The prospect of wearing a smile seemed a task more monumental than charting an ocean without stars. Ansem tried to anyway. "My ministers can fill in for me."

"My Lord, I'm afraid people have begun to worry." It was more than duty motivating the girl now. Knowledge that the man's continued absence would only have her sent back, perhaps, or that the gossip in the castle would increase--was Ansem ill, or was he pining for one he could not be with this season? And then they would descend on him like well-meaning ravens, pulling him away from his research and insisting that he socialize more, relax more often, not worry himself with puzzles that could not be solved.

He tried to think of her name, and could not. Curious. Once he had could have recalled the identity of every inhabitant of the castle, their families beside.

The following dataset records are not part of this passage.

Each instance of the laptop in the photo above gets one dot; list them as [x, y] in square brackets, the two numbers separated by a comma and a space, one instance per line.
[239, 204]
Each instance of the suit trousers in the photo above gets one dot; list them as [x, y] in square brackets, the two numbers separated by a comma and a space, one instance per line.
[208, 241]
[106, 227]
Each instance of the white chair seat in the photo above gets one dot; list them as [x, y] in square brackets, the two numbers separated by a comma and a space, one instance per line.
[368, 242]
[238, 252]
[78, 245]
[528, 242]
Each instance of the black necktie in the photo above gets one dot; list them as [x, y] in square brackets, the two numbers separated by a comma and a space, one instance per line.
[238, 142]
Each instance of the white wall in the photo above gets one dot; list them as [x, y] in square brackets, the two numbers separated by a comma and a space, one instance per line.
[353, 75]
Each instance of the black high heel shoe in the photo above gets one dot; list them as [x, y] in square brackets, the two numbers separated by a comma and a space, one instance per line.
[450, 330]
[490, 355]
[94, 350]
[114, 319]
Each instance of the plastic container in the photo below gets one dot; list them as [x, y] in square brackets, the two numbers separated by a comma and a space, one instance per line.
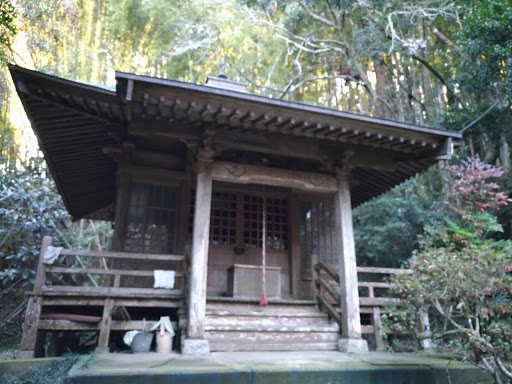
[141, 342]
[163, 340]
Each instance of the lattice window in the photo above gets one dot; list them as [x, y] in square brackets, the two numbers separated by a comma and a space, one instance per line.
[151, 221]
[223, 219]
[236, 220]
[318, 234]
[276, 222]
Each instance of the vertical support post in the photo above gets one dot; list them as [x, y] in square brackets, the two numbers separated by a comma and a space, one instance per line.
[123, 194]
[426, 343]
[105, 325]
[294, 248]
[351, 321]
[33, 313]
[195, 343]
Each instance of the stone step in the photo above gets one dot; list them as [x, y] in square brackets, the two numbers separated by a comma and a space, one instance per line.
[265, 321]
[271, 337]
[253, 347]
[262, 327]
[256, 310]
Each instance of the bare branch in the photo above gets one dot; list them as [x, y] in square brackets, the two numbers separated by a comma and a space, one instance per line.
[443, 37]
[315, 16]
[436, 73]
[502, 367]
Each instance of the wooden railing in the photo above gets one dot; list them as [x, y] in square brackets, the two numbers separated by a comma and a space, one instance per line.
[81, 279]
[374, 294]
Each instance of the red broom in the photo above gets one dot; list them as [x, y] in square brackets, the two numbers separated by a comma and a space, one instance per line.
[263, 300]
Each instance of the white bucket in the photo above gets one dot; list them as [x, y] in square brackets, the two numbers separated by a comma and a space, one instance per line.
[163, 340]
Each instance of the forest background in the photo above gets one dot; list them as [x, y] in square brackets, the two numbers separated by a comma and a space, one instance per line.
[437, 63]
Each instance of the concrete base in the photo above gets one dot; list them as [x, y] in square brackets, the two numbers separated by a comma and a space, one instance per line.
[195, 347]
[24, 354]
[357, 346]
[307, 367]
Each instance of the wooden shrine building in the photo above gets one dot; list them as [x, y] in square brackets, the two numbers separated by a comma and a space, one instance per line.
[187, 170]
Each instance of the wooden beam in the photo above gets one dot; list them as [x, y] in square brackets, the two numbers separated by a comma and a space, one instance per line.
[253, 174]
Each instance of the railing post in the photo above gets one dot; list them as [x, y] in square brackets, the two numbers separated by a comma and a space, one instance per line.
[29, 338]
[315, 275]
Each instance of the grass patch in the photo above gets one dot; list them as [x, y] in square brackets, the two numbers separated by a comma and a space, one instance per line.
[54, 372]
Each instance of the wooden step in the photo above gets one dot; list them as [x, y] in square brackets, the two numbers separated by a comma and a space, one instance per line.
[256, 310]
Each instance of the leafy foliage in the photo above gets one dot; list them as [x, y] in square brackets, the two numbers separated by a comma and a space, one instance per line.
[29, 203]
[7, 29]
[463, 279]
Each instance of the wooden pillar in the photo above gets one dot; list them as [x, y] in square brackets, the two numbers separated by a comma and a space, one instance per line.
[33, 312]
[294, 246]
[351, 321]
[195, 343]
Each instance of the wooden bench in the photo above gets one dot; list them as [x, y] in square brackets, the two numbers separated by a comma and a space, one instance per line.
[101, 276]
[373, 298]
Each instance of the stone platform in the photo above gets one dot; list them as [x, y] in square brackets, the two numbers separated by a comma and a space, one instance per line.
[274, 367]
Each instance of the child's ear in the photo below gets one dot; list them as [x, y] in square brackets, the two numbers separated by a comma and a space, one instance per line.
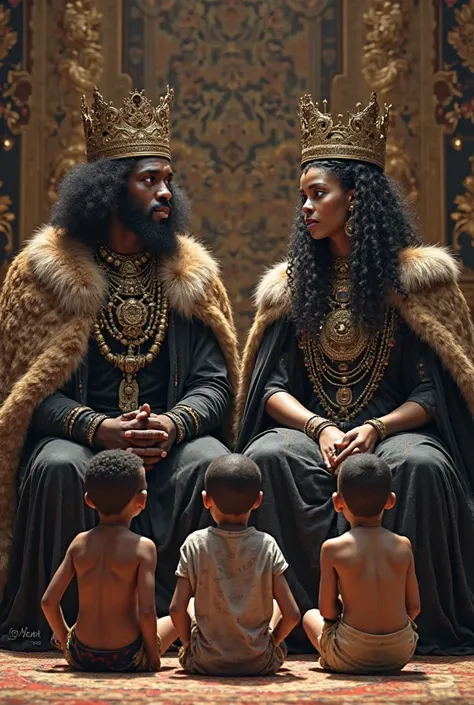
[142, 497]
[337, 502]
[89, 502]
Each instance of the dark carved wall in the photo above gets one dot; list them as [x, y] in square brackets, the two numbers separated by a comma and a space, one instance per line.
[238, 69]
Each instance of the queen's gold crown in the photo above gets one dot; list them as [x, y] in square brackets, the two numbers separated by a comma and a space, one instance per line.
[137, 129]
[363, 138]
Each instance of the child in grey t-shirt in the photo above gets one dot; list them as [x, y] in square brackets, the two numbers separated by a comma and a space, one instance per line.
[235, 573]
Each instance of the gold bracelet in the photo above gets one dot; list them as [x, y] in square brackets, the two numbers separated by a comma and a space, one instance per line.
[320, 428]
[194, 415]
[93, 426]
[71, 418]
[379, 426]
[178, 422]
[306, 428]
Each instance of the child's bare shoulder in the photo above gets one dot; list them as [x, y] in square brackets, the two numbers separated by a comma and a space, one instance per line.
[79, 541]
[146, 549]
[399, 547]
[333, 547]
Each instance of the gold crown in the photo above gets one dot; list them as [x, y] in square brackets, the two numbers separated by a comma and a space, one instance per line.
[137, 129]
[363, 138]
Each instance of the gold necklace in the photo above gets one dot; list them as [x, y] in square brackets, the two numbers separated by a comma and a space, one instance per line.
[135, 313]
[340, 342]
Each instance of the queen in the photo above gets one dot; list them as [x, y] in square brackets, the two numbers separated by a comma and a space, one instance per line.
[363, 342]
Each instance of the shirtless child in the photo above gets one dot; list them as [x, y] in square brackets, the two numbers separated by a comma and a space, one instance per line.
[372, 570]
[116, 628]
[236, 575]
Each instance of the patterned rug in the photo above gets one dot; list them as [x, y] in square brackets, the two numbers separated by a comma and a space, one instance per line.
[45, 678]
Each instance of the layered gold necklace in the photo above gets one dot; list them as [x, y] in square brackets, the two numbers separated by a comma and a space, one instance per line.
[342, 355]
[135, 314]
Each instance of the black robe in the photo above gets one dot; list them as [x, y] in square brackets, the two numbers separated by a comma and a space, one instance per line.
[433, 477]
[190, 369]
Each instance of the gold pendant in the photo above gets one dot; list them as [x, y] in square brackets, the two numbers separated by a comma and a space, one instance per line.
[128, 394]
[344, 396]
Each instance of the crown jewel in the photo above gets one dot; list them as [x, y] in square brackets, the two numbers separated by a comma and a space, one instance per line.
[363, 138]
[137, 129]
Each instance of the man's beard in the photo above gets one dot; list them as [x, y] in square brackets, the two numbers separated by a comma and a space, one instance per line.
[158, 237]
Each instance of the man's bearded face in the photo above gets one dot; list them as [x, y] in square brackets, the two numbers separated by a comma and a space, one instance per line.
[147, 208]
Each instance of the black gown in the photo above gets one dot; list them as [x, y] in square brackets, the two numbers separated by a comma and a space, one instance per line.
[51, 508]
[434, 492]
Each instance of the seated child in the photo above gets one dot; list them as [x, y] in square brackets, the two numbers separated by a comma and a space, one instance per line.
[372, 570]
[116, 628]
[233, 627]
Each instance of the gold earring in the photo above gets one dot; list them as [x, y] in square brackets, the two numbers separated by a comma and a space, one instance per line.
[349, 228]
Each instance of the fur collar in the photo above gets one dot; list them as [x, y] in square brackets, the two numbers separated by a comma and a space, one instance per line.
[67, 269]
[421, 268]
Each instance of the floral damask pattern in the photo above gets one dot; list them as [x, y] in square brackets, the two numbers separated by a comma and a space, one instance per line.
[454, 91]
[238, 69]
[15, 90]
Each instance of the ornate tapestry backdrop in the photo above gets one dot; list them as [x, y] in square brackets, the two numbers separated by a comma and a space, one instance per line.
[238, 68]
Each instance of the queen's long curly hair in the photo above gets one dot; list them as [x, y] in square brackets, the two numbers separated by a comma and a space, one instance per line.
[383, 225]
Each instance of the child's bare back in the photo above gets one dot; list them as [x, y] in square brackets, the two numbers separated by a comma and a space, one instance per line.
[116, 628]
[107, 562]
[374, 568]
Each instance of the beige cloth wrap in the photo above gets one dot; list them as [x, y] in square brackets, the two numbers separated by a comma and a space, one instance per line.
[347, 650]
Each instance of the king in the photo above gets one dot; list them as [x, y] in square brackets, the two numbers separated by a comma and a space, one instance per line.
[116, 333]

He was forgetting so much these days.

In the corners of the room, he could hear the whispers of the shadows. They had not stopped since last week when he had finally learned how to differ their forms from the simple absence of light, know when a form of life was gathering in the air and when it was only a shape cast by one's hand placed before a candle. He found that he was listening to them with one ear. They were speaking of true warmth and real satisfaction, and Ansem chose to block them out once more.

"Tell them I'll be down soon."

That answer satisfied her, but she still resisted departure until Ansem closed the window himself, slid down from the sill and began to head for his desk. The tea had grown tepid quickly in its cup and he swallowed half of it down with a toss of his head, uncaring of the dusty aftertaste of the herbs when they were anything less than steaming.

It was several flights descending to the main hall where the guests had been assembled. The noise of the crowd filtered up to him in a steady crash of sound with each step he walked down, and twice he got distracted and realized he had begun to wander off into other rooms before he could catch himself. It was only because of the pair of guards stationed at the double doors to the main hall that the man finally oriented himself in the right direction. They bowed to Ansem as he approached. It struck him as strange that they would, and then the dull peace of the sleepwalker overtook him once more, the portal opening inwards to allow him entrance to dinner.

As he stepped into the lights of the great hearths, his face was bathed with the cries of his people, and the fire beat blisters in the air in time with the pumping of their hands. A word was roared again and again on dozens of throats. They were smiling eagerly, faces turned up towards him, and the torrent of sound was like a flood on his ears. Ansem's eyes slid over each anonymous set of features. Instead, his gaze was drawn to the ebon forms crawling underneath the trestle tables, in and out like worms from an unearthed skull.

A hand nudged him out of his fascination, and he turned to stare at the helmeted face of one of the men who had opened the door to this nightmare of flesh and shadow raving in the firelight.

"Are you all right, my Lord?"

Ansem finally realized then that it was his name the strangers in the hall were calling out.

He couldn't bring himself to remember how they knew him.